Data from Goldman Sachs Group’s prime brokerage unit reveals that hedge funds are intensifying their bets against U.S. stocks as the S&P 500 experiences its worst losing streak since the collapse of Silicon Valley Bank.
Persistent Increase in Short Positions
For the third consecutive week, Goldman’s hedge fund clients have been augmenting their short positions in individual stocks, exchange-traded funds (ETFs), and equity index products. This marks the fifth time in the past six weeks that hedge funds have increased their short positions, with a significant focus on single-name stocks. Shorting entails borrowing shares from a broker like Goldman Sachs and selling them, with the aim of repurchasing them later at a lower price to close the position.

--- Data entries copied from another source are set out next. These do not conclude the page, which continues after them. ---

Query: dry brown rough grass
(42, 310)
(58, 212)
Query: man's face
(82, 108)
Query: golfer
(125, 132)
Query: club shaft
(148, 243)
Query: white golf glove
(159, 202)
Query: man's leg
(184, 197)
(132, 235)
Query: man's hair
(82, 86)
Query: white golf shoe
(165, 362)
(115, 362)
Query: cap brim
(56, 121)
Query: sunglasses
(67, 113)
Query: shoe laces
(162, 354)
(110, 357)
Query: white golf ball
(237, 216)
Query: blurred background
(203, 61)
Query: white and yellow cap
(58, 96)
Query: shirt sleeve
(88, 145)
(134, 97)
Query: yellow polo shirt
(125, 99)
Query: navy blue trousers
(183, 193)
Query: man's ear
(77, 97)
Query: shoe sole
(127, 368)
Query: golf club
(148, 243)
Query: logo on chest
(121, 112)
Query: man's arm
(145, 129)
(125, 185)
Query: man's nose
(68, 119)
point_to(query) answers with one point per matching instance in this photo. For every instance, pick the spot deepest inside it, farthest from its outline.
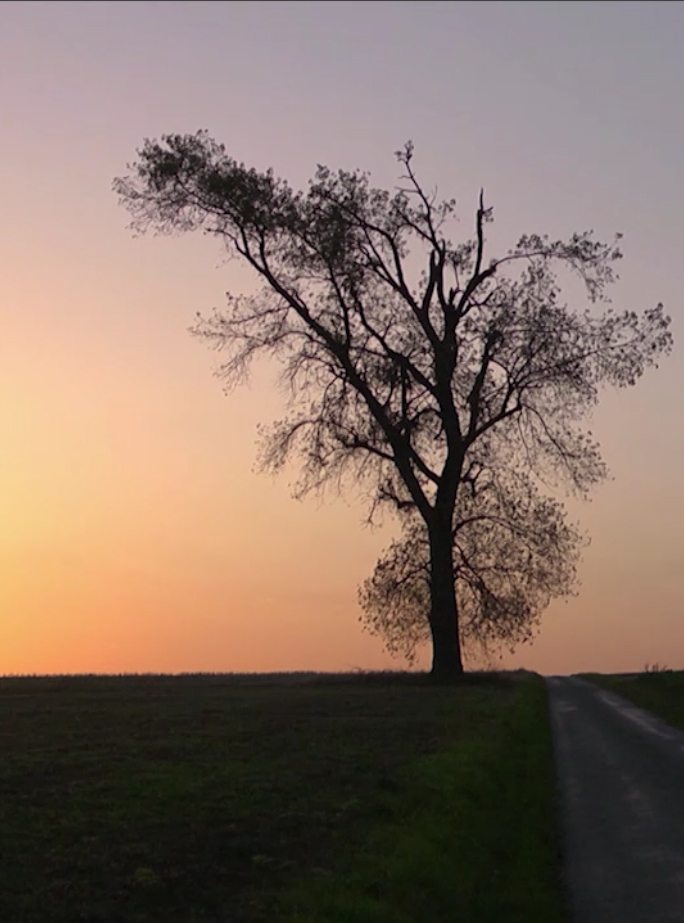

Short-to-Long Position Ratio Approaching Historic Low
The surge in short bets has resulted in the short-to-long position ratio among Goldman’s prime-brokerage clients approaching levels not seen since last fall when the S&P 500 recorded its 52-week closing low of 3,577.03 on October 12. If this ratio continues to decline, it could reach its lowest point in five years. There are suggestions that such heavily bearish positioning by hedge funds may serve as a counter-indicator, potentially coinciding with a market turnaround.
Factors Contributing to Increased Bearishness
One Goldman analyst attributes hedge funds’ growing negativity to the recent rise in long-term Treasury yields compared to short-dated yields. The yield on the 10-year Treasury note (BX:TMUBMUSD10Y) climbed over 9 basis points in early trade on Monday, surpassing 4.52%, while the 2-year yield (BX:TMUBMUSD02Y) rose by 3 basis points to 5.127%, after the spread between the two widened by approximately 2.4 basis points last week, as reported by Dow Jones Market Data.
Bear Steepening and the Treasury Yield Curve
Bond yields have a unique relationship with prices, referred to as “bear steepening” on Wall Street. This term is used to describe the widening difference between yields on short-dated and long-dated bonds as the bond market experiences a decline.
For over a year, the Treasury yield curve has been inverted due to the Federal Reserve’s aggressive campaign of interest-rate hikes, unmatched since the 1980s. However, analysts in the bond market are concerned that this curve may soon “un-invert” as traders begin to sell off long-dated bonds. Such a development could potentially create additional challenges for stocks.
According to a note from a Goldman sales trader, it appears that the long-short community particularly opposes this bear steepening of the yield curve.
Following the Federal Reserve’s announcement of its intentions to maintain interest rates above 5% through 2024, Treasury yields have been steadily rising. It is expected that the central bank will deliver one more interest-rate hike later this year.
Since March 2022, the Federal Reserve has steadily increased rates, shifting its policy rate target from zero. Over the course of these changes, borrowing costs have been raised 11 times, resulting in a current policy rate range between 5.25% and 5.5%.
Last week saw an impactful drop in the S&P 500, with a decline of 2.9%. This decrease marked the largest since the week ending on March 10, when stocks were negatively impacted by Silicon Valley Bank’s collapse. As trading began early Monday, U.S. stocks experienced a lower start.
The bond market is currently witnessing bear steepening as the Treasury yield curve widens. With the potential “un-inverting” of this curve on the horizon, analysts and traders are closely monitoring the impact on stocks. As Treasury yields continue to rise following the Federal Reserve’s recent announcement, it remains uncertain how this will affect the overall market. The S&P 500’s significant drop last week serves as a reminder of the volatility currently present in the financial landscape.